Surgery was not an option for Dexter, so the couple traveled all over the country in search of new treatments. But the cancer quickly spread.
“He is a fighter so he never stopped fighting,” Leah said. “So we fought and were optimistic until we had to deal with the reality of what was happening.”
Leah also says Dexter’s suffering was constant.
“Pain was part of our lives daily,” Leah said.
Because he lived in California and was generally private, word of Dexter’s diagnosis never made it back to Atlanta. Finally, Leah called Bernice King, Dexter’s younger sister and CEO of the King Center.
In 2014, the two were at odds over the ownership of their father’s 1964 Nobel Peace Prize and a Bible their father traveled with that was later used by President Barack Obama during his second inauguration. The items were in Bernice’s possession, but Dexter was interested in selling them, as he had done years earlier with the $33 million sale of the King Papers to the city of Atlanta.
In 2016, a judge ruled in favor of Dexter, but the items were never sold.
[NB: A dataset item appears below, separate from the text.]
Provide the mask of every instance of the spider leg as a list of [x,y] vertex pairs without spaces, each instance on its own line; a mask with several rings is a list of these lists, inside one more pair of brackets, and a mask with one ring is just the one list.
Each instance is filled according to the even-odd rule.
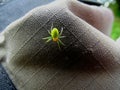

Publicly the two seemed to be at odds over old legal matters, but Bernice flew to visit him immediately and returned to Malibu later, as Dexter’s condition worsened. Leah said the reunion was “an organic, authentic and moving process between the two of them.”
“They were understanding who each other was and where they were coming from because they are so much alike,” Leah said.
Bernice, in announcing her brother’s death, said the visits were special. They spent hours talking and laughing. He gave her advice and theoretically passed the torch on to her.
“They exchanged feelings and thoughts that healed them both,” Leah said. “They were just missing each other.”
By then, the pain was getting worse, deep in his bones.
“Nothing can prepare you for a cancer diagnosis or being on the journey with someone who is fighting for his life, especially at the end,” Leah said. “The pain that it brings... Nobody is ready for that.”
On the morning of Jan. 22, at 2:39 a.m., Leah summoned the nurse, but Dexter was gone.
She said there was a smile on his face.
“I think that he found a lasting peace when he and Bernice reconciled,” Leah said. “He found peace and was satisfied and comfortable. He was able to exhale.”
Shelia Poole contributed to this article.